Núria Espert Romero (born 11 June 1935 in L'Hospitalet de Llobregat, Catalonia, Spain) is a Spanish theatre and television actor, and theatre and opera director.

When she was 19 years old, she married the actor Armando Moreno, who would later become her manager.

As a tribute to this actor, the city of Fuenlabrada named a theatre "Sala Municipal de Teatro Núria Espert".

Professional trajectory 
Núria Espert studied high school at the Maragall Institute in Barcelona and later completed her studies with music and Languages.
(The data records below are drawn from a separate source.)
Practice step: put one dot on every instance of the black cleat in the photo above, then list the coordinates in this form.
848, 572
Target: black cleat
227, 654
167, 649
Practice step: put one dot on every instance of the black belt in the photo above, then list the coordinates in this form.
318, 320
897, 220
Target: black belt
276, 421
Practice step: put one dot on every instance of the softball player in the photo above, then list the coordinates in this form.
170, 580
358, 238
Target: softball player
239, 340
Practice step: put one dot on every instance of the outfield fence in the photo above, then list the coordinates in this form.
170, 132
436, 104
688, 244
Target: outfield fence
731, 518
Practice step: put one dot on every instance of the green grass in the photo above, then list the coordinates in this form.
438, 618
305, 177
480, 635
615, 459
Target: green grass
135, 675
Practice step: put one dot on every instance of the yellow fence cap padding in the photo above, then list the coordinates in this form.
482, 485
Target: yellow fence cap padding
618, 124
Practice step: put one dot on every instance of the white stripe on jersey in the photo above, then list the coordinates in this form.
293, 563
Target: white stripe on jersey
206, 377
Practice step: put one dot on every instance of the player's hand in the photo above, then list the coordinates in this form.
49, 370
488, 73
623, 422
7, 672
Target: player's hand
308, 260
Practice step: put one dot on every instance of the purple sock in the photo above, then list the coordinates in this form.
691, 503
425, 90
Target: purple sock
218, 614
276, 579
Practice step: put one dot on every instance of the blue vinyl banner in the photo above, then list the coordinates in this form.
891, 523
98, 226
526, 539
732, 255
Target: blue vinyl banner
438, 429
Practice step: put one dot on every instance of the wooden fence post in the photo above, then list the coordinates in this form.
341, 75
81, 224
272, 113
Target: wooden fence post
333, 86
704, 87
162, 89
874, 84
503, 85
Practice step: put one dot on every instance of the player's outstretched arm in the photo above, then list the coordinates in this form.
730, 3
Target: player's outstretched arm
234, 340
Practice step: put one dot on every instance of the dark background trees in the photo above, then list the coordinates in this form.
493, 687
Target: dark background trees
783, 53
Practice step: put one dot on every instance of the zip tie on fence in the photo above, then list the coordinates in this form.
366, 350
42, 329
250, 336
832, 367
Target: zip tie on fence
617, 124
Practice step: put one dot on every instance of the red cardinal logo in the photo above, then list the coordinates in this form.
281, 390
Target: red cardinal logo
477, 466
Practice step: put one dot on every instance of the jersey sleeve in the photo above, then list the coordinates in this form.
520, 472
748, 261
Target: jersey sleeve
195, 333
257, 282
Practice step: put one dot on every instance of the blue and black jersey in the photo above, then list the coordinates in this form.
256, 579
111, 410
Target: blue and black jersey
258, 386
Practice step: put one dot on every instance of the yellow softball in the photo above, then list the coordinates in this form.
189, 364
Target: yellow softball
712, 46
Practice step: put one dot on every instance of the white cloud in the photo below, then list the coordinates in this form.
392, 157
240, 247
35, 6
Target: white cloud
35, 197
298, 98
At only sixteen years of age, she began to work in amateur theatre and in the 1950s she had the opportunity to perform, in her native Barcelona, great classics such as La vida es sueño (Life is a Dream) (1950) and El jardinero de Falerina (The Gardener of Falerina) (1953), by Calderón de la Barca; Los empeños de una casa (1952), by Sor Juana Inés de la Cruz; or Romeo and Juliet (1953), by Shakespeare, adapted into Catalan by Josep Maria de Sagarra. In this language she interpreted numerous works, such as El marit vé de visita (1951).

Her big break came in 1954, when she replaced actor Elvira Noriega in Medea. The triumph she achieved through her performance at the Teatre Grec in Barcelona was decisive for her to dedicate herself to acting in a professional manner. During the following years, and as part of the Lope de Vega Company directed by José Tamayo, she consolidated her position as one of the figures on the Catalan and Spanish scenes. In this line, she obtained success in plays like El caballero de Olmedo (1954), by Lope de Vega; La muralla (1955), by Joaquín Calvo Sotelo; Julio César (1955), by William Shakespeare, together with Mary Carrillo; Las brujas de Salem (1957), by Arthur Miller; or; Don Juan Tenorio (1958), by Zorrilla, together with Luis Prendes.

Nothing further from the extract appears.